12:49:28.611 [error] CRASH REPORT Process <0.838.0> with 0 neighbours exited with reason: #{'__exception__' => true,'__struct__' => 'Elixir.RuntimeError',message => <<"Unable to fetch metadata from any brokers.  Timeout is 3000.">>} in 'Elixir.KafkaEx.Server0P9P0':retrieve_metadata/6 line 394 in gen_server:init_it/6 line 352

As I cannot try/catch the create_worker, I guess because its a separate process via:

Supervisor.start_child(KafkaEx.Supervisor, [worker_init, name])

It all stems from this raise, which I guess is required to be a raise due to being within the init callstack?

raise "Unable to fetch metadata from any brokers. Timeout is #{sync_timeout}."

@joshuawscott
Copy link
Member

I've wrestled with how to solve this a few times.

  1. Should the library handle this better?

I believe the library handles this appropriately because catching the error and not crashing would introduce problems with applications that rely on kafka for their basic function. Put another way: how would kafka_ex tell the application that it lost the kafka connection?

As for how to handle this to prevent crashes, are you seeing this on application startup, or if the brokers all go away while the application is already started?

@IanVaughan
Copy link
Contributor Author

how would kafka_ex tell the application that it lost the kafka connection?

That is a good question, my original question is really only aimed at application startup, and the handling of errors connecting initially.
I guess maybe there could be callbacks, eg on_connection_lost etc.

are you seeing this on application startup

Initially yes, so I dug in and thought I'd wrap the KafkaEx.ConsumerGroup setup within my own supervisor so I can handle connection problems and reconnecting etc.

But as you can see from above, the KafkaEx.create_worker/2 blows up with CRASH REPORT when the raise is hit in the Server code.

It could well be my lack of knowledge at handling this, but I could not find a way of either

  1. configuring my supervisor and/or KafkaEx.ConsumerGroup supervisor that does not cause my main application to crash, or
  2. handling the raise generated from KafkaEx.create_worker/2 in a way that allows me retry/handle connecting issues gracefully.

are you seeing this on application startup, or if the brokers all go away while the application is already started?

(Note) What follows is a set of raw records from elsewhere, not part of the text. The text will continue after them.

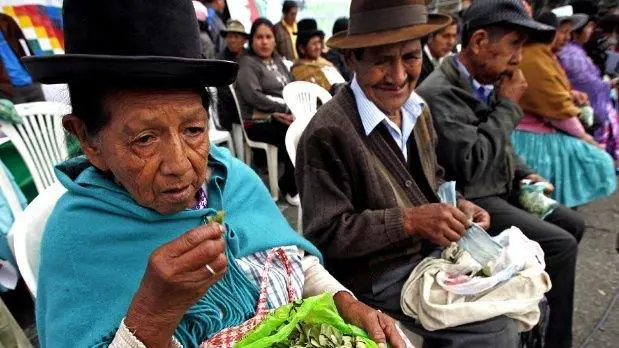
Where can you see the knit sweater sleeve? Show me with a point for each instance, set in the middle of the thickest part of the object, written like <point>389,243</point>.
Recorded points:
<point>331,219</point>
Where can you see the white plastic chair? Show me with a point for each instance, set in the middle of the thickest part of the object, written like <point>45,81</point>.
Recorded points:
<point>271,151</point>
<point>215,135</point>
<point>27,231</point>
<point>40,139</point>
<point>9,193</point>
<point>293,135</point>
<point>302,98</point>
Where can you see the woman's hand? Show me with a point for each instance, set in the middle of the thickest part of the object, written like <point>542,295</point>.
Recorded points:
<point>475,213</point>
<point>535,178</point>
<point>379,326</point>
<point>176,277</point>
<point>579,98</point>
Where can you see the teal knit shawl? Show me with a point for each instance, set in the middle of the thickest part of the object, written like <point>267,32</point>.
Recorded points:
<point>98,240</point>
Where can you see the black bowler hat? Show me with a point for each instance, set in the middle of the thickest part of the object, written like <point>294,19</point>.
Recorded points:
<point>131,41</point>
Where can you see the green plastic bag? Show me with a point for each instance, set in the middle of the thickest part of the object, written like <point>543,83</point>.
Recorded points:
<point>278,326</point>
<point>533,199</point>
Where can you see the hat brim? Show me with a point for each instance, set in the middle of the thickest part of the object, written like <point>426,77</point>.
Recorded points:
<point>225,32</point>
<point>578,20</point>
<point>435,23</point>
<point>80,67</point>
<point>533,27</point>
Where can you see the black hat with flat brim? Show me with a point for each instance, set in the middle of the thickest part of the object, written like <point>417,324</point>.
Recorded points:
<point>484,13</point>
<point>131,41</point>
<point>578,20</point>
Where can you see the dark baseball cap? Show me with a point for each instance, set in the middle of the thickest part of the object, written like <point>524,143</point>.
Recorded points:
<point>483,13</point>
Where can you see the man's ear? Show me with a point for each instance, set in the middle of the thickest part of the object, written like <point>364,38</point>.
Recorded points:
<point>88,143</point>
<point>479,39</point>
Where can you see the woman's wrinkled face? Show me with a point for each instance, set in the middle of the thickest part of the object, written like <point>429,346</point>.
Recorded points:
<point>263,42</point>
<point>156,146</point>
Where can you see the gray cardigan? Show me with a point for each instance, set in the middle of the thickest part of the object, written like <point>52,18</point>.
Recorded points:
<point>350,211</point>
<point>474,138</point>
<point>255,82</point>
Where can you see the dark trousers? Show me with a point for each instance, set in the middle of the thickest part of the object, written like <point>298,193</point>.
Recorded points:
<point>558,236</point>
<point>275,133</point>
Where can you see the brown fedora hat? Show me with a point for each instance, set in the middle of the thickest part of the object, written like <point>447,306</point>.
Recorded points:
<point>376,23</point>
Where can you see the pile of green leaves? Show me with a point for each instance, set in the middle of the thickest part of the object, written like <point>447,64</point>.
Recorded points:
<point>218,218</point>
<point>320,335</point>
<point>311,322</point>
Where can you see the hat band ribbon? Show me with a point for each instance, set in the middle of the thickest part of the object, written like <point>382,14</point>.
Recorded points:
<point>387,18</point>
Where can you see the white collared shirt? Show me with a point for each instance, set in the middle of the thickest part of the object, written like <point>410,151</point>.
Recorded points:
<point>372,116</point>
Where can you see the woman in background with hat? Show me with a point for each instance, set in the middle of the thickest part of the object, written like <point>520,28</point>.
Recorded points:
<point>550,137</point>
<point>311,66</point>
<point>235,37</point>
<point>130,256</point>
<point>261,82</point>
<point>585,76</point>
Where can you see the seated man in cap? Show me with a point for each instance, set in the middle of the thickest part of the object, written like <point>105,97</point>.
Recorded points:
<point>236,38</point>
<point>474,121</point>
<point>367,171</point>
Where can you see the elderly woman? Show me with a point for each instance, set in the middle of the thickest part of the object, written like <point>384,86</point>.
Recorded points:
<point>550,137</point>
<point>128,257</point>
<point>262,78</point>
<point>311,66</point>
<point>585,76</point>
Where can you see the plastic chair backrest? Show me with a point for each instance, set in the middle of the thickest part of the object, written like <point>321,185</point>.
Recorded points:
<point>40,139</point>
<point>238,109</point>
<point>293,135</point>
<point>7,190</point>
<point>27,231</point>
<point>302,98</point>
<point>213,115</point>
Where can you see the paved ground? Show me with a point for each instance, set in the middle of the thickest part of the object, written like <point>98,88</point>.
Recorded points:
<point>597,282</point>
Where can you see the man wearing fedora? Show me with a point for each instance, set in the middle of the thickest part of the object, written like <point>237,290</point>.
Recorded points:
<point>235,37</point>
<point>368,174</point>
<point>474,100</point>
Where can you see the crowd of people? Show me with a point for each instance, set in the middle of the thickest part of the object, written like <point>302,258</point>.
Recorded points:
<point>490,96</point>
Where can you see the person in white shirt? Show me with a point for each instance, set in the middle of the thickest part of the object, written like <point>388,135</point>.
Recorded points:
<point>438,46</point>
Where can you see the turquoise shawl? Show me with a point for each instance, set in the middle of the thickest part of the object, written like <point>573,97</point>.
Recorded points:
<point>98,239</point>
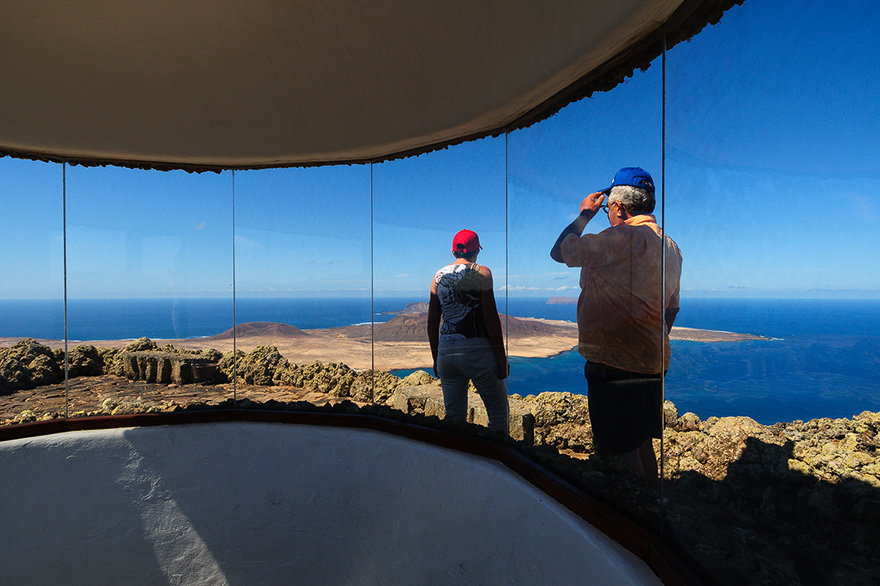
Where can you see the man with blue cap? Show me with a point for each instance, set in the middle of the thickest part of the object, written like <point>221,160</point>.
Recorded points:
<point>625,312</point>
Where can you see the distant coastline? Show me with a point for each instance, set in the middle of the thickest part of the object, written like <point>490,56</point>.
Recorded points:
<point>562,301</point>
<point>400,343</point>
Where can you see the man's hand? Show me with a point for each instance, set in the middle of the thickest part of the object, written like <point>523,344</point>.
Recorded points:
<point>589,207</point>
<point>592,203</point>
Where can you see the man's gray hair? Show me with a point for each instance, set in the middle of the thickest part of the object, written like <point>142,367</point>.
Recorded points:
<point>635,199</point>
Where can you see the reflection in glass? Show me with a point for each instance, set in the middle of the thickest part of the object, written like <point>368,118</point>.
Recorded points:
<point>770,152</point>
<point>149,256</point>
<point>302,247</point>
<point>31,289</point>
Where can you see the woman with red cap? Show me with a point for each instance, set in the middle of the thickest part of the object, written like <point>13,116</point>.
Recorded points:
<point>468,346</point>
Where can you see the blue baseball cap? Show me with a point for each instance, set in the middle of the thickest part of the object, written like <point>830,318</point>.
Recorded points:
<point>635,176</point>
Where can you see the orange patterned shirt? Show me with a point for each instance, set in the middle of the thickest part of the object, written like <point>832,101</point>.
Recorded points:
<point>621,303</point>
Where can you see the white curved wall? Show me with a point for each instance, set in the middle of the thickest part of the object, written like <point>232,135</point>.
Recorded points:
<point>262,503</point>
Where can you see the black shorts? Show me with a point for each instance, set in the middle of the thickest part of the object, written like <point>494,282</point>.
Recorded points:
<point>626,408</point>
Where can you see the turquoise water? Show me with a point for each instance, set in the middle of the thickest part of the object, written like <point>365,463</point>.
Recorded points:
<point>823,360</point>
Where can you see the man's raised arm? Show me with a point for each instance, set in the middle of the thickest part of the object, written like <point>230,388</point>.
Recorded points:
<point>589,207</point>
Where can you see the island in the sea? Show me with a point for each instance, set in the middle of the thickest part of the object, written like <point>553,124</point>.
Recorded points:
<point>399,343</point>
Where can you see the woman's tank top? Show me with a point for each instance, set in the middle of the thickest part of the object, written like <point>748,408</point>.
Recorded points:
<point>458,288</point>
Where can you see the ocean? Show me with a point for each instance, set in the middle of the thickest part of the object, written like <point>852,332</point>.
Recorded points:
<point>822,361</point>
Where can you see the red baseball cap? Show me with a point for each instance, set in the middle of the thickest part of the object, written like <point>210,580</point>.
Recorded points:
<point>466,241</point>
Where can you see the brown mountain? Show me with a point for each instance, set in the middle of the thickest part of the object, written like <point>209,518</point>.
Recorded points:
<point>412,328</point>
<point>261,329</point>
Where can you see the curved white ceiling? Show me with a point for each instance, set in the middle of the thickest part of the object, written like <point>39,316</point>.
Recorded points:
<point>231,84</point>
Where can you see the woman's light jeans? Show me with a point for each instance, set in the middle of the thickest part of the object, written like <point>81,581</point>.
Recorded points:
<point>459,361</point>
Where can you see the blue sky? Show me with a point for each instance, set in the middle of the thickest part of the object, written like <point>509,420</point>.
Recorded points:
<point>771,188</point>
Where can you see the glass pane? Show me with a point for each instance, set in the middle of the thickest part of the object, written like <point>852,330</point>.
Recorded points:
<point>31,290</point>
<point>302,247</point>
<point>420,204</point>
<point>149,277</point>
<point>771,158</point>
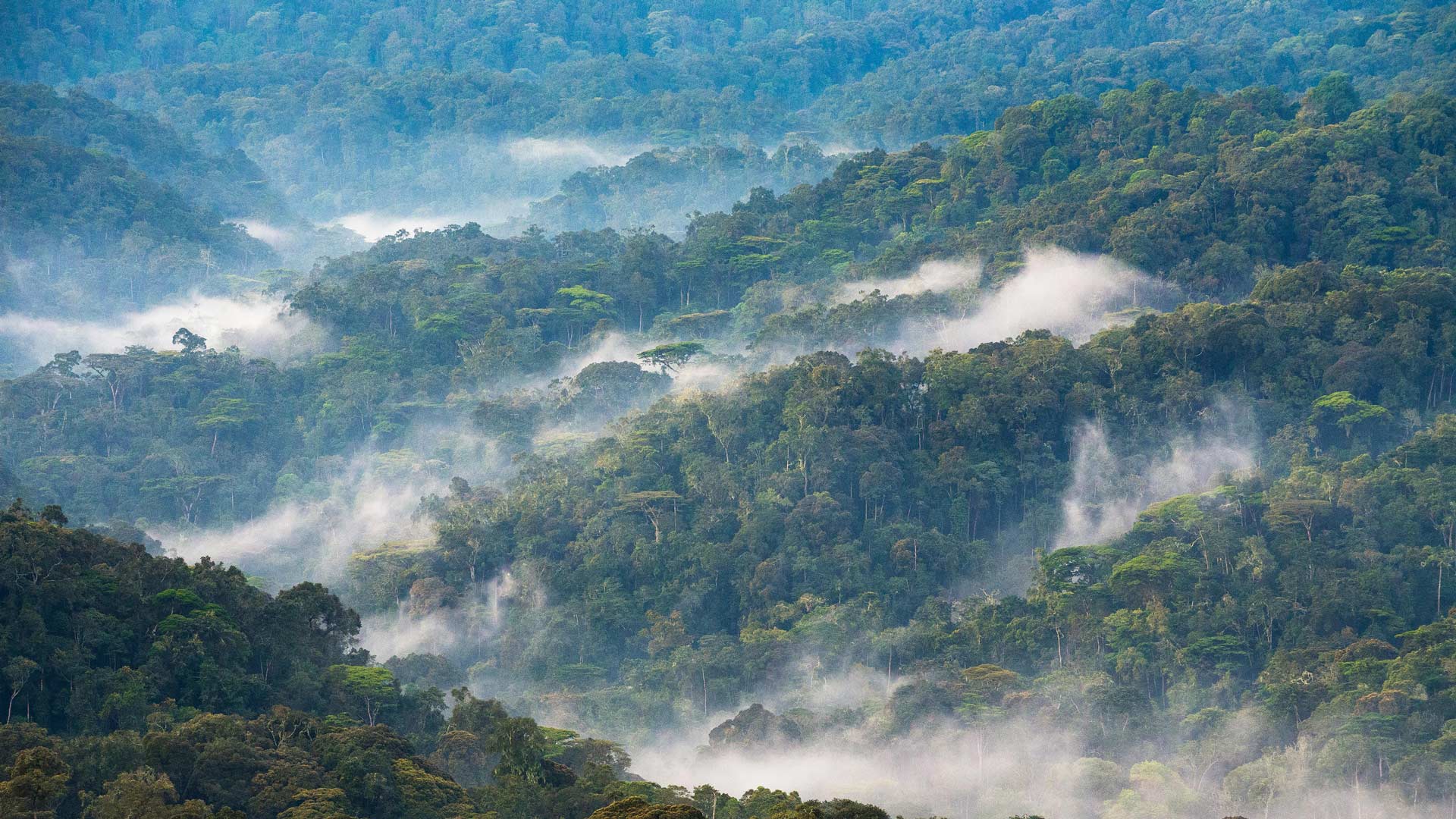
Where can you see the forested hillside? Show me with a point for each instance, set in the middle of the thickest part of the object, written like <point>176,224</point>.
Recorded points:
<point>840,410</point>
<point>86,228</point>
<point>346,102</point>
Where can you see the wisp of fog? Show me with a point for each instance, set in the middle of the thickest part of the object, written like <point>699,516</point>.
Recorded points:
<point>259,325</point>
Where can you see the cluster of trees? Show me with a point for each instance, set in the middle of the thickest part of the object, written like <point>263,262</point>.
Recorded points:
<point>663,188</point>
<point>842,507</point>
<point>140,686</point>
<point>1206,191</point>
<point>88,229</point>
<point>344,102</point>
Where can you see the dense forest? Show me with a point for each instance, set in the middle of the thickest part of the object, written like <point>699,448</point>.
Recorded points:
<point>346,102</point>
<point>792,411</point>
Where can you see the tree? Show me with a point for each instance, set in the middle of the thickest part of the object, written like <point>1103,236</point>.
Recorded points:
<point>190,341</point>
<point>226,414</point>
<point>669,357</point>
<point>38,779</point>
<point>19,672</point>
<point>654,506</point>
<point>372,686</point>
<point>522,745</point>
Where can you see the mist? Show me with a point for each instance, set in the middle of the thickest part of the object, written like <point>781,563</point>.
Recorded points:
<point>1109,488</point>
<point>259,325</point>
<point>491,184</point>
<point>934,276</point>
<point>370,500</point>
<point>1071,295</point>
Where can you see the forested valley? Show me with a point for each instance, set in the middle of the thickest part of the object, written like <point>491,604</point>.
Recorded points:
<point>810,411</point>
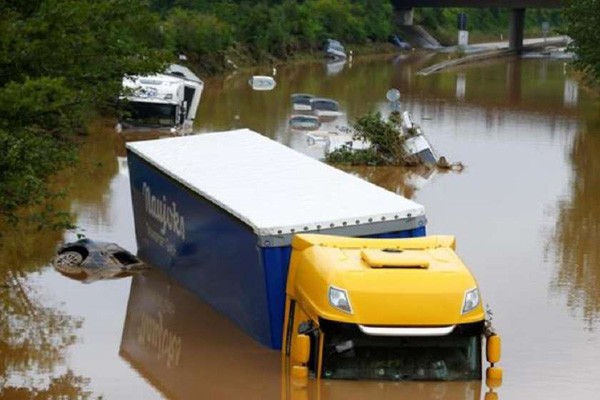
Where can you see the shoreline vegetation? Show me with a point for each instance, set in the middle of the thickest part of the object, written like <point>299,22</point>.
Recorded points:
<point>62,63</point>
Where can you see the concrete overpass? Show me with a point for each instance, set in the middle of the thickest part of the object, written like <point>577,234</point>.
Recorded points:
<point>517,14</point>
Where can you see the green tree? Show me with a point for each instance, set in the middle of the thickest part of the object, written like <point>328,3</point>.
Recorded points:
<point>204,38</point>
<point>59,61</point>
<point>582,20</point>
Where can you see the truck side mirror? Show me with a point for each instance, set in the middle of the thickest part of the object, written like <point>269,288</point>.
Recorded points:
<point>301,349</point>
<point>493,349</point>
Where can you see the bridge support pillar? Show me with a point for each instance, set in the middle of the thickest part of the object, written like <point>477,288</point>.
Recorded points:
<point>405,17</point>
<point>517,26</point>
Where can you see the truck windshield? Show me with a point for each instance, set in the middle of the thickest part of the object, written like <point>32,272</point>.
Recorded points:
<point>350,354</point>
<point>152,115</point>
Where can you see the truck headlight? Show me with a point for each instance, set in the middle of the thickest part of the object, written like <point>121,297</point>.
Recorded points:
<point>471,300</point>
<point>339,299</point>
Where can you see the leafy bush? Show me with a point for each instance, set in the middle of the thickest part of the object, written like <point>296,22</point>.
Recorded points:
<point>386,143</point>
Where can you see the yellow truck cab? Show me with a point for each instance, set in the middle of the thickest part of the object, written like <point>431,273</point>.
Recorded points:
<point>385,309</point>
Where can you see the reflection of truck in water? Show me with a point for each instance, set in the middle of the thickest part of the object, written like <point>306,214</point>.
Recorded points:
<point>187,350</point>
<point>220,213</point>
<point>162,102</point>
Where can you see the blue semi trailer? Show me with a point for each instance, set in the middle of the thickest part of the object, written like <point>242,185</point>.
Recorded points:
<point>217,212</point>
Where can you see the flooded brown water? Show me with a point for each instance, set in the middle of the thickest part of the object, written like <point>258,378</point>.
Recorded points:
<point>525,210</point>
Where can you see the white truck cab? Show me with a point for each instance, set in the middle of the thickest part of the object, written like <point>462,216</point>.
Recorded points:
<point>163,102</point>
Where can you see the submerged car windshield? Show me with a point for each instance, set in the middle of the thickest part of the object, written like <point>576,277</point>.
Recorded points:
<point>350,354</point>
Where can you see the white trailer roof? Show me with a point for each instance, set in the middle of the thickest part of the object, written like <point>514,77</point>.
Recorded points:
<point>272,188</point>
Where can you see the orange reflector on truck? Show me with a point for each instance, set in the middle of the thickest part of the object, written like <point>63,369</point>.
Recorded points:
<point>393,259</point>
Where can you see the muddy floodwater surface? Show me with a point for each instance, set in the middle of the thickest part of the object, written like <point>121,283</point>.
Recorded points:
<point>525,212</point>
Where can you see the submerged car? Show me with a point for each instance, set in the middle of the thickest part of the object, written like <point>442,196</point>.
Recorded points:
<point>88,260</point>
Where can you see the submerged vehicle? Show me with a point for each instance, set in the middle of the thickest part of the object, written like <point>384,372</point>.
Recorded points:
<point>261,82</point>
<point>165,102</point>
<point>304,122</point>
<point>301,101</point>
<point>325,108</point>
<point>334,50</point>
<point>88,260</point>
<point>385,309</point>
<point>416,144</point>
<point>203,353</point>
<point>377,301</point>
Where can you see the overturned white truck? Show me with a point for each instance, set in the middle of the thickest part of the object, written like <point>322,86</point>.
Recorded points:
<point>163,103</point>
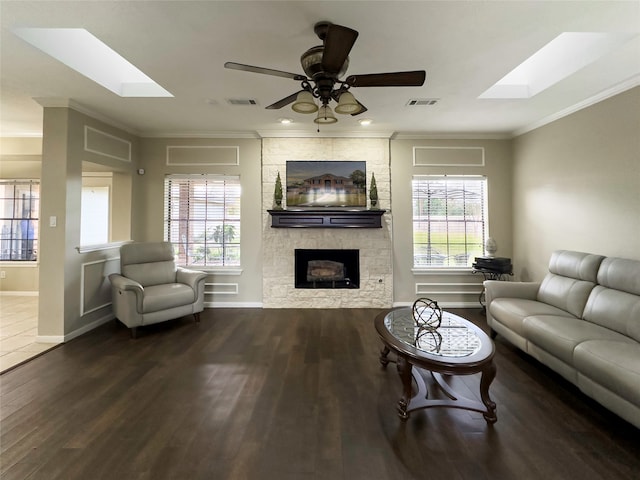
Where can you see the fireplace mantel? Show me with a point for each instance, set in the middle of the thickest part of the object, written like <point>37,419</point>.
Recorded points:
<point>326,218</point>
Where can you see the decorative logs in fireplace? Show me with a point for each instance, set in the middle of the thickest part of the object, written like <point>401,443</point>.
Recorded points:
<point>325,271</point>
<point>327,268</point>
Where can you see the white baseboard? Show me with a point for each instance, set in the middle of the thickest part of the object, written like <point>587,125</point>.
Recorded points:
<point>28,293</point>
<point>232,304</point>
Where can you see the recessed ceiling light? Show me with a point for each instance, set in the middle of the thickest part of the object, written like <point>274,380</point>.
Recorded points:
<point>83,52</point>
<point>558,59</point>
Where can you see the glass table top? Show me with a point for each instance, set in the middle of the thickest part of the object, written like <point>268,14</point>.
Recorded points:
<point>453,338</point>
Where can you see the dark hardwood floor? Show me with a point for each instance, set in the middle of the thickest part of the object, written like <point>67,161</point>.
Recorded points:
<point>287,394</point>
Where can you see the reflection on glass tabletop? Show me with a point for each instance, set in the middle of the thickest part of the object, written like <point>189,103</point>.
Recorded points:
<point>452,338</point>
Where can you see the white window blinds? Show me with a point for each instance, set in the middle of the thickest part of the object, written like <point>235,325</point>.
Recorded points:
<point>202,219</point>
<point>449,220</point>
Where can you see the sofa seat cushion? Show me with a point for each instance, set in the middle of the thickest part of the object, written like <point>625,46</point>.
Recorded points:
<point>561,335</point>
<point>512,311</point>
<point>614,365</point>
<point>162,297</point>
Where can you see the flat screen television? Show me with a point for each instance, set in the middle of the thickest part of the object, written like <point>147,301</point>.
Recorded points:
<point>326,184</point>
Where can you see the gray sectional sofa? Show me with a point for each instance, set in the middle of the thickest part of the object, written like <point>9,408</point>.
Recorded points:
<point>582,320</point>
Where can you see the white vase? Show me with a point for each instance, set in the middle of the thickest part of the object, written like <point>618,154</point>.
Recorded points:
<point>491,247</point>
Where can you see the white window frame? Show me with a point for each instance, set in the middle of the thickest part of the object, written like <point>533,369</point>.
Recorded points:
<point>16,246</point>
<point>209,236</point>
<point>456,229</point>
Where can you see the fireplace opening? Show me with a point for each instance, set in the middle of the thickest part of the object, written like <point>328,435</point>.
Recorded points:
<point>327,268</point>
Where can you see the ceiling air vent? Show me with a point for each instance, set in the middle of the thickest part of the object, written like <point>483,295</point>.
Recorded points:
<point>242,101</point>
<point>422,102</point>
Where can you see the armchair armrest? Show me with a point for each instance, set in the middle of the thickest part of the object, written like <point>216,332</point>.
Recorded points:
<point>125,284</point>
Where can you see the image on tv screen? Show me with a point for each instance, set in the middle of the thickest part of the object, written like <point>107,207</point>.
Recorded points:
<point>326,183</point>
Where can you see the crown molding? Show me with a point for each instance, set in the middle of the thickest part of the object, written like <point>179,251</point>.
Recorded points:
<point>248,134</point>
<point>325,134</point>
<point>605,94</point>
<point>54,102</point>
<point>451,136</point>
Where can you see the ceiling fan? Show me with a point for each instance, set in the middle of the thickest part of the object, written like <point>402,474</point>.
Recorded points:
<point>323,66</point>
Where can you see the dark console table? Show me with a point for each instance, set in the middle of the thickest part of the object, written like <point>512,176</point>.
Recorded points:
<point>326,218</point>
<point>492,268</point>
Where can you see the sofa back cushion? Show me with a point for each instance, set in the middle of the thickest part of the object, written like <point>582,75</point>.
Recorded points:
<point>148,263</point>
<point>571,277</point>
<point>615,302</point>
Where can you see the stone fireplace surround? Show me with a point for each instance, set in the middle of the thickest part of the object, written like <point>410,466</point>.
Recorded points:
<point>279,244</point>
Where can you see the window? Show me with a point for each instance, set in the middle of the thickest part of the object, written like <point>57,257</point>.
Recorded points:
<point>449,220</point>
<point>19,206</point>
<point>94,215</point>
<point>202,219</point>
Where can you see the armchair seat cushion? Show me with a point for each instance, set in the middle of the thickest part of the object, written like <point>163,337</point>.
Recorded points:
<point>166,296</point>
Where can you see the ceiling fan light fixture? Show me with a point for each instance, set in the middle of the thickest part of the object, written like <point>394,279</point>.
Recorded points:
<point>347,104</point>
<point>304,103</point>
<point>325,115</point>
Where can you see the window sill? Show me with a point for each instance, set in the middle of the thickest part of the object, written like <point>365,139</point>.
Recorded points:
<point>100,247</point>
<point>216,270</point>
<point>19,263</point>
<point>440,271</point>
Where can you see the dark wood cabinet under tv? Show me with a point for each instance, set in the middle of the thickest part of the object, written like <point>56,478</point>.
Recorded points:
<point>326,218</point>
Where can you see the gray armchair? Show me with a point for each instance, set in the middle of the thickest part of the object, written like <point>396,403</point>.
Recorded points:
<point>151,289</point>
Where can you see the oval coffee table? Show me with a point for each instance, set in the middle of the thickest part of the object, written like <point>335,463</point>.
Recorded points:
<point>456,347</point>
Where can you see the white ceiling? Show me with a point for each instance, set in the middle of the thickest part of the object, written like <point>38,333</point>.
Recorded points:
<point>464,46</point>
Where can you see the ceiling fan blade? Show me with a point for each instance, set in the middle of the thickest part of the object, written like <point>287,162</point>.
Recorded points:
<point>362,109</point>
<point>284,102</point>
<point>337,45</point>
<point>396,79</point>
<point>265,71</point>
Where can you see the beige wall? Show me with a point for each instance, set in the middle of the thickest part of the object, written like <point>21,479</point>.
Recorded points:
<point>73,286</point>
<point>163,156</point>
<point>452,288</point>
<point>576,185</point>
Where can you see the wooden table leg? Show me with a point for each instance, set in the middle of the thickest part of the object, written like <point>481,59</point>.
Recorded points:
<point>488,374</point>
<point>404,369</point>
<point>384,360</point>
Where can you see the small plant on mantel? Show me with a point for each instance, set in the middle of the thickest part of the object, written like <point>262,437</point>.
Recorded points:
<point>373,193</point>
<point>277,194</point>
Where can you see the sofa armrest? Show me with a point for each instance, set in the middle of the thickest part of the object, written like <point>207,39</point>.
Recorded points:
<point>497,289</point>
<point>124,284</point>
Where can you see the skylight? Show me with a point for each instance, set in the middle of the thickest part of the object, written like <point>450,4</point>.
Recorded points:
<point>560,58</point>
<point>83,52</point>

This is currently a startup issue, I've not tested if the brokers disappear, but I am less concerned about that use case as if they go, we have bigger issues!

@joshuawscott
Copy link
Member

I suspect that we'd fix this by maybe returning {:stop, reason} instead of raiseing. I would have to dig into it to figure out how to do that. PRs are of course welcome if you see a way to avoid the startup crash, or optimally to make it rescueable.

@IanVaughan
Copy link
Contributor Author

optimally to make it rescueable

I did look at this, but to my current knowledge I belive its hard to do, as the raise is within the Supervisor callstack and not something we can rescue from, AFICT.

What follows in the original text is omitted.